While acknowledging efforts to review the national minimum wage, CAPPA said wage adjustments alone are insufficient without measures to curb inflation, regulate housing costs and expand access to essential services.
“An increase in wages that is immediately swallowed by rent hikes, transport costs, and food inflation offers little real relief,” the statement said. “What workers need is a comprehensive framework that aligns income with the actual cost of living.”
The organisation drew attention to what it described as the declining state of public services including healthcare, education and transportation, which it said imposes additional financial burdens on workers who turn to private alternatives.
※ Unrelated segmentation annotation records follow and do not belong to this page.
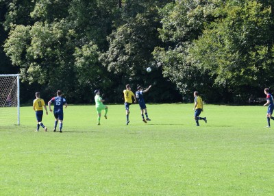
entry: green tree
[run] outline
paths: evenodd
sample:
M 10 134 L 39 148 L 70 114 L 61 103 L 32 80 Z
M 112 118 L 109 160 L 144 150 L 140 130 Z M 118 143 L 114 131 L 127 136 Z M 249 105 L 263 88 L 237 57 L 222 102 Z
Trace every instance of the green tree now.
M 254 94 L 250 89 L 273 87 L 271 7 L 231 1 L 221 11 L 223 17 L 206 27 L 190 53 L 215 85 L 232 92 L 234 100 L 247 100 L 242 95 Z

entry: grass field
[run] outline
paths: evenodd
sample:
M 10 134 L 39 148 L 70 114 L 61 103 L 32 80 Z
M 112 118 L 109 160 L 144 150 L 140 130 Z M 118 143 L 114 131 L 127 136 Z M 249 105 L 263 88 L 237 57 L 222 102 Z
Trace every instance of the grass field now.
M 0 125 L 0 195 L 273 195 L 266 108 L 206 105 L 208 123 L 196 127 L 192 104 L 147 106 L 147 124 L 137 105 L 127 126 L 124 106 L 110 105 L 98 126 L 95 106 L 68 106 L 62 134 L 52 114 L 49 132 L 34 132 L 34 112 L 22 107 L 20 126 Z

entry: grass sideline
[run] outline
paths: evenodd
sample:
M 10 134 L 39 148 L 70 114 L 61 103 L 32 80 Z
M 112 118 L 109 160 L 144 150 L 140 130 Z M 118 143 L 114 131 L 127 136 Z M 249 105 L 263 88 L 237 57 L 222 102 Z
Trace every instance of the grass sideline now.
M 1 195 L 273 195 L 274 121 L 266 108 L 147 105 L 145 124 L 132 105 L 109 107 L 97 125 L 94 106 L 64 109 L 64 132 L 34 132 L 32 107 L 20 126 L 0 125 Z M 1 110 L 1 108 L 0 108 Z M 41 128 L 40 128 L 41 129 Z

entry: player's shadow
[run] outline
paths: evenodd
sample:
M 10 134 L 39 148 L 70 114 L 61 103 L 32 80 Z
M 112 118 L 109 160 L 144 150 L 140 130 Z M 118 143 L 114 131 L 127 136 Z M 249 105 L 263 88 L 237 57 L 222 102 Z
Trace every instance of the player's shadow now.
M 103 133 L 103 132 L 97 132 L 97 131 L 66 131 L 66 132 L 72 132 L 72 133 Z
M 158 123 L 158 124 L 147 124 L 147 125 L 185 125 L 186 124 L 162 124 L 162 123 Z

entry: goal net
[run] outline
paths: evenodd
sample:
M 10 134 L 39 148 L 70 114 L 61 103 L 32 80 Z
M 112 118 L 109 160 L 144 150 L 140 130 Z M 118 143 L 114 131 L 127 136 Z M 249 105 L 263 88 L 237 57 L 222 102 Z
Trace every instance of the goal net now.
M 0 125 L 20 125 L 19 75 L 0 75 Z

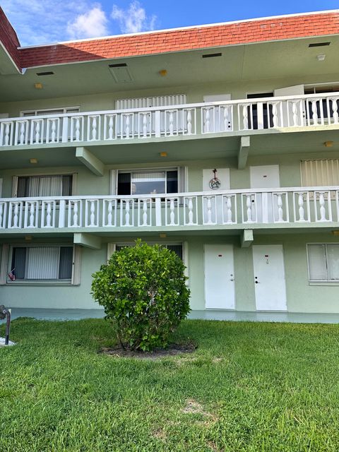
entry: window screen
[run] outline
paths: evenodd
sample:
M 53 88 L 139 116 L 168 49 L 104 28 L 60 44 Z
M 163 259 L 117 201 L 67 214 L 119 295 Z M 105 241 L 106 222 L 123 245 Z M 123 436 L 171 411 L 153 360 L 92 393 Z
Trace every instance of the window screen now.
M 310 281 L 339 281 L 339 244 L 307 245 Z
M 72 176 L 25 176 L 18 177 L 18 198 L 70 196 Z
M 133 245 L 129 245 L 129 244 L 118 245 L 117 244 L 116 245 L 115 249 L 116 251 L 119 251 L 123 248 L 125 248 L 126 246 L 132 246 Z M 178 256 L 182 260 L 182 258 L 183 258 L 182 244 L 172 244 L 172 245 L 169 245 L 166 244 L 162 246 L 167 248 L 167 249 L 170 249 L 171 251 L 174 251 L 177 256 Z

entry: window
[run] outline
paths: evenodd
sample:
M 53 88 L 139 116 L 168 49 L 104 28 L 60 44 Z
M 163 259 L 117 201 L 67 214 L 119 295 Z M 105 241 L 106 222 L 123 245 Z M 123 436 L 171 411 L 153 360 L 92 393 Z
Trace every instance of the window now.
M 14 246 L 10 269 L 13 280 L 71 282 L 73 255 L 73 246 Z M 8 280 L 12 278 L 8 276 Z
M 302 160 L 300 165 L 304 186 L 339 185 L 339 160 Z
M 274 93 L 260 93 L 254 94 L 248 94 L 247 99 L 256 99 L 258 97 L 273 97 Z M 268 124 L 268 117 L 270 121 Z M 258 129 L 258 105 L 257 104 L 252 104 L 252 114 L 251 114 L 251 107 L 248 107 L 248 118 L 249 118 L 249 127 L 251 127 L 251 121 L 253 120 L 253 129 Z M 268 126 L 272 126 L 273 124 L 273 113 L 272 105 L 268 105 L 267 103 L 263 104 L 263 129 L 268 129 Z
M 25 110 L 20 112 L 20 116 L 44 116 L 44 114 L 58 115 L 64 113 L 78 113 L 78 107 L 67 107 L 66 108 L 51 108 L 41 110 Z
M 129 108 L 148 108 L 167 105 L 182 105 L 186 103 L 186 94 L 155 96 L 153 97 L 137 97 L 134 99 L 119 99 L 116 101 L 118 110 Z
M 339 282 L 339 244 L 307 245 L 311 282 Z
M 177 169 L 118 172 L 118 195 L 143 195 L 177 192 Z
M 18 177 L 16 196 L 70 196 L 72 194 L 71 174 L 53 176 L 20 176 Z

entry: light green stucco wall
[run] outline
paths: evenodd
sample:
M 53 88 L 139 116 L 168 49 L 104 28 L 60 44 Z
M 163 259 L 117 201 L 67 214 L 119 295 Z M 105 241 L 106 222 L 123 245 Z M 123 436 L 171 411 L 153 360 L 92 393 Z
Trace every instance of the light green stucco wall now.
M 206 150 L 206 155 L 208 152 Z M 338 153 L 333 151 L 323 152 L 321 150 L 321 158 L 338 158 Z M 138 165 L 107 165 L 103 177 L 95 176 L 83 166 L 60 167 L 43 168 L 33 166 L 29 169 L 16 169 L 1 170 L 0 178 L 3 179 L 2 197 L 8 198 L 12 196 L 12 180 L 13 176 L 30 174 L 52 174 L 77 173 L 77 195 L 107 195 L 109 194 L 110 170 L 126 168 L 145 168 L 187 166 L 189 169 L 189 191 L 199 191 L 203 188 L 203 170 L 204 168 L 230 168 L 230 188 L 248 189 L 250 187 L 250 166 L 262 165 L 279 165 L 280 186 L 299 186 L 301 185 L 300 160 L 319 157 L 319 153 L 301 153 L 280 154 L 271 155 L 249 156 L 247 166 L 244 170 L 237 169 L 236 157 L 206 159 L 196 161 L 167 161 L 160 162 L 149 162 Z M 273 187 L 275 188 L 275 187 Z
M 83 76 L 83 74 L 79 76 Z M 56 97 L 49 99 L 37 98 L 30 100 L 13 102 L 0 102 L 0 113 L 8 113 L 10 117 L 16 117 L 21 110 L 38 109 L 61 108 L 65 107 L 80 107 L 81 112 L 109 110 L 115 109 L 117 99 L 143 97 L 149 96 L 166 95 L 171 94 L 186 94 L 188 103 L 203 102 L 203 95 L 212 94 L 231 94 L 232 100 L 246 99 L 247 93 L 269 93 L 275 89 L 299 84 L 314 84 L 319 83 L 338 82 L 333 74 L 307 75 L 301 77 L 273 78 L 270 80 L 256 80 L 251 81 L 237 81 L 237 83 L 215 83 L 183 86 L 150 88 L 133 90 L 129 86 L 129 90 L 119 93 L 107 93 L 90 95 Z M 33 93 L 34 95 L 34 93 Z
M 111 242 L 133 242 L 130 238 L 114 237 Z M 150 242 L 160 241 L 156 237 Z M 256 311 L 252 249 L 241 248 L 239 237 L 168 237 L 162 242 L 186 241 L 189 249 L 191 307 L 205 309 L 203 245 L 232 244 L 234 253 L 236 310 Z M 287 310 L 290 312 L 339 313 L 339 285 L 310 285 L 307 275 L 306 245 L 307 243 L 338 242 L 331 232 L 309 234 L 255 236 L 254 244 L 282 244 L 285 266 Z M 99 307 L 90 295 L 91 275 L 107 258 L 107 244 L 100 250 L 82 249 L 81 278 L 79 286 L 19 286 L 8 284 L 0 287 L 1 302 L 11 307 L 95 309 Z

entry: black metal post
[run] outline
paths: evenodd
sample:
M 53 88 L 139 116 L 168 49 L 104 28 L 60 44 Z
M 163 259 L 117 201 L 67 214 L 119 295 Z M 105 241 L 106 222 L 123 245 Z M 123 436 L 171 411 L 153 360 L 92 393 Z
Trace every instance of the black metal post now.
M 9 343 L 9 330 L 11 328 L 11 312 L 4 305 L 0 306 L 0 319 L 6 317 L 5 345 Z
M 5 345 L 8 345 L 9 342 L 9 330 L 11 328 L 11 312 L 8 309 L 5 309 L 3 312 L 7 317 L 6 321 Z

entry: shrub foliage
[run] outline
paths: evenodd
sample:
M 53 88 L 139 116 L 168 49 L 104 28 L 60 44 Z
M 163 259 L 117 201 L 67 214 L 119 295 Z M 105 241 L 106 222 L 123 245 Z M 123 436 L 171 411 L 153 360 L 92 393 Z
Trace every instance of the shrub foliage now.
M 93 297 L 117 324 L 122 347 L 151 350 L 167 345 L 190 310 L 184 268 L 174 251 L 138 239 L 93 275 Z

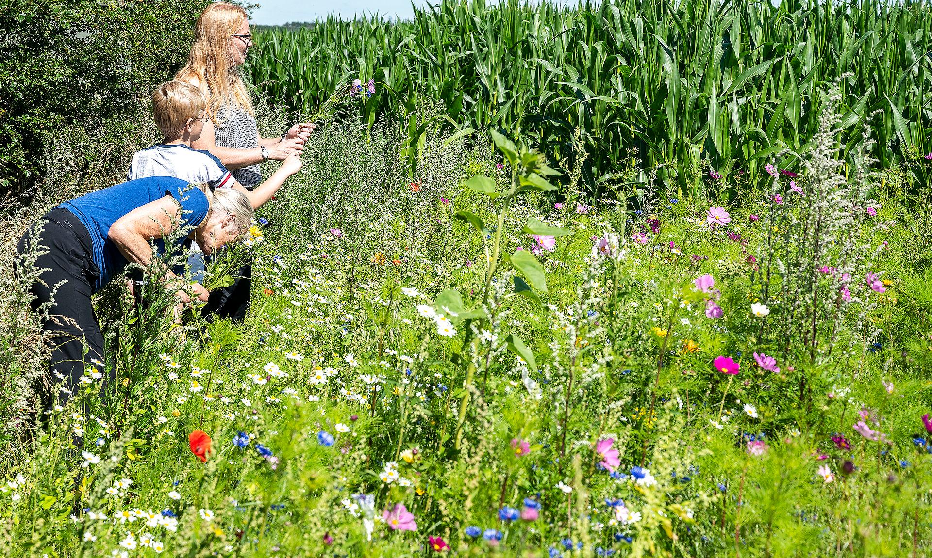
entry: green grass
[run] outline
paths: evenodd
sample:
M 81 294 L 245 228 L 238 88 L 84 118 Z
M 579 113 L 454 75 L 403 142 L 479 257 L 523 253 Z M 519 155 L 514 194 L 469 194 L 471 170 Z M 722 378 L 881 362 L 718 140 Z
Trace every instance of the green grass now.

It warned that continued commercialisation of basic services risks widening inequality and pushing more Nigerians into precarious living conditions.
CAPPA called for a national housing strategy that prioritises affordable rental schemes and curbs speculative practices in urban property markets.
It also demanded stronger labour protections, enforcement of fair wage standards across public and private sectors, targeted social investments in healthcare, education and public transport, and fiscal policies that prioritise public welfare, including health promoting taxes and reinvestment of revenues into social services.
“Workers are the backbone of any economy. When they are pushed to the margins, the entire system weakens,” the group said.
The organisation urged labour unions, civil society and policymakers to use May Day to reassert workers’ rights and demand accountability.
“This is not just about commemoration it is about commitment,” CAPPA stated. “Nigeria must choose whether it will continue on a path where workers are overburdened and undervalued, or one where their welfare is placed at the centre of national development.”
Reaffirming solidarity with Nigerian workers, the group called for urgent and sustained action.
“A nation that neglects its workers undermines its own future,” the statement concluded.